According to a recent article from the West Virginia Record, a federal jury has just awarded a plaintiff $3.27 million in a multidistrict litigation (MDL) case involving transvaginal mesh (TVM) products manufactured by Johnson & Johnson.
This case involved the Gynecare TVT Obturator. This device, manufactured by Ethicon, a Johnson & Johnson subsidiary, is a surgically implanted medical device used in the treatment of stress urinary incontinence. The TVM device consists of what is essentially a layer of mesh being held within a support device. The fact that it is supported in this manner is the reason it is called a tension-free vaginal tape (TVT) design, which was marketed as being superior and safer than previous TVM devices that are linked to serious injuries to patients, including erosion of tissue and vaginal dehiscence.

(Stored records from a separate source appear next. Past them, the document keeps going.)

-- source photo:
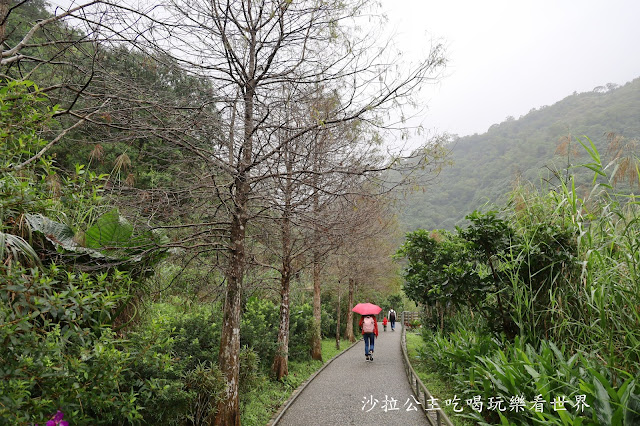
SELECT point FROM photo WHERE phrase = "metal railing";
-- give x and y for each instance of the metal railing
(435, 417)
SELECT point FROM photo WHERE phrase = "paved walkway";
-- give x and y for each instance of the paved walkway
(351, 391)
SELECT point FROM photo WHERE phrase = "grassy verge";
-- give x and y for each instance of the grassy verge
(259, 405)
(439, 387)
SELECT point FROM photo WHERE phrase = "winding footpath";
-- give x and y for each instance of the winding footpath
(352, 391)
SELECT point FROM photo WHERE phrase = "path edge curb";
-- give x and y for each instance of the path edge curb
(283, 409)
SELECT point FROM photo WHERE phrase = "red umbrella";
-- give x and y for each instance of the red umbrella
(367, 309)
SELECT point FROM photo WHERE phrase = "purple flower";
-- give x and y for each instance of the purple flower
(57, 420)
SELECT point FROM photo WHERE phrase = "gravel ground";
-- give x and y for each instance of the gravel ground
(352, 391)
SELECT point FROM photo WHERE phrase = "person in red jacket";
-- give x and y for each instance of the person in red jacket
(369, 327)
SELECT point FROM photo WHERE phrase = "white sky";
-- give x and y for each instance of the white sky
(506, 57)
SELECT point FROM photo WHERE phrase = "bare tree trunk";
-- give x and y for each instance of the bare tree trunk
(4, 10)
(280, 366)
(349, 332)
(228, 410)
(281, 360)
(316, 338)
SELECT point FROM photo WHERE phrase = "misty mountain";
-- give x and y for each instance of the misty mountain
(486, 166)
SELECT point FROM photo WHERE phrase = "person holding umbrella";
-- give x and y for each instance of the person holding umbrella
(369, 326)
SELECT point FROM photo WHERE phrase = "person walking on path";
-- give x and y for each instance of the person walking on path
(392, 319)
(369, 327)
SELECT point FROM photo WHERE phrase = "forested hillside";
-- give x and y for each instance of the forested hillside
(486, 166)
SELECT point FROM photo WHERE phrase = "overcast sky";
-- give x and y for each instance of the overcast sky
(506, 57)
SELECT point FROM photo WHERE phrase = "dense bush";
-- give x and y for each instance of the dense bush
(57, 350)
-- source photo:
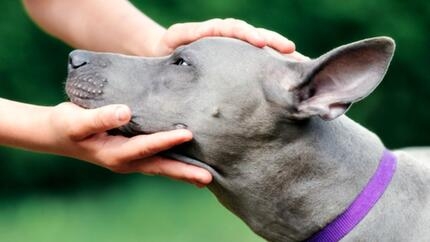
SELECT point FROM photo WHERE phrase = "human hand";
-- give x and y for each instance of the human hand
(184, 33)
(81, 133)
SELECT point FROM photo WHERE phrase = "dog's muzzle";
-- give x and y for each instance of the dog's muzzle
(83, 84)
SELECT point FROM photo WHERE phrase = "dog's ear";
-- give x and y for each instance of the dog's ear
(331, 83)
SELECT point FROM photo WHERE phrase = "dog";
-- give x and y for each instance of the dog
(272, 131)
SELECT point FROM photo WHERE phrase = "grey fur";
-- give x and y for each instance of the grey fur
(260, 124)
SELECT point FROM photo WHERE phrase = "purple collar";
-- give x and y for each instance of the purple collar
(362, 204)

As our TVM plaintiff attorneys in New England understand, these products pose several other risks to women, including erosion of the mesh itself. There is also a risk that, when the device is surgically implanted through incisions made in the vagina and then anchored to the pelvic bone, the patient’s bowel and other internal organs may be perforated (punctured), resulting in internal bleeding, urinary incontinence, and potentially deadly infections.
In this case, the jury found that the drug company had defectively designed the product and failed to adequately warn doctors and patients of known risks. The verdict was in the amount of $100,000 to compensate for medical expenses, $470,000 in pain and suffering and emotional distress that had already been experienced, and $2.5 million for pain and suffering, disability, and loss of enjoyment of life that will likely be experienced by plaintiff in the future. Plaintiff’s husband was also awarded $200,000 in damages associated with loss of consortium.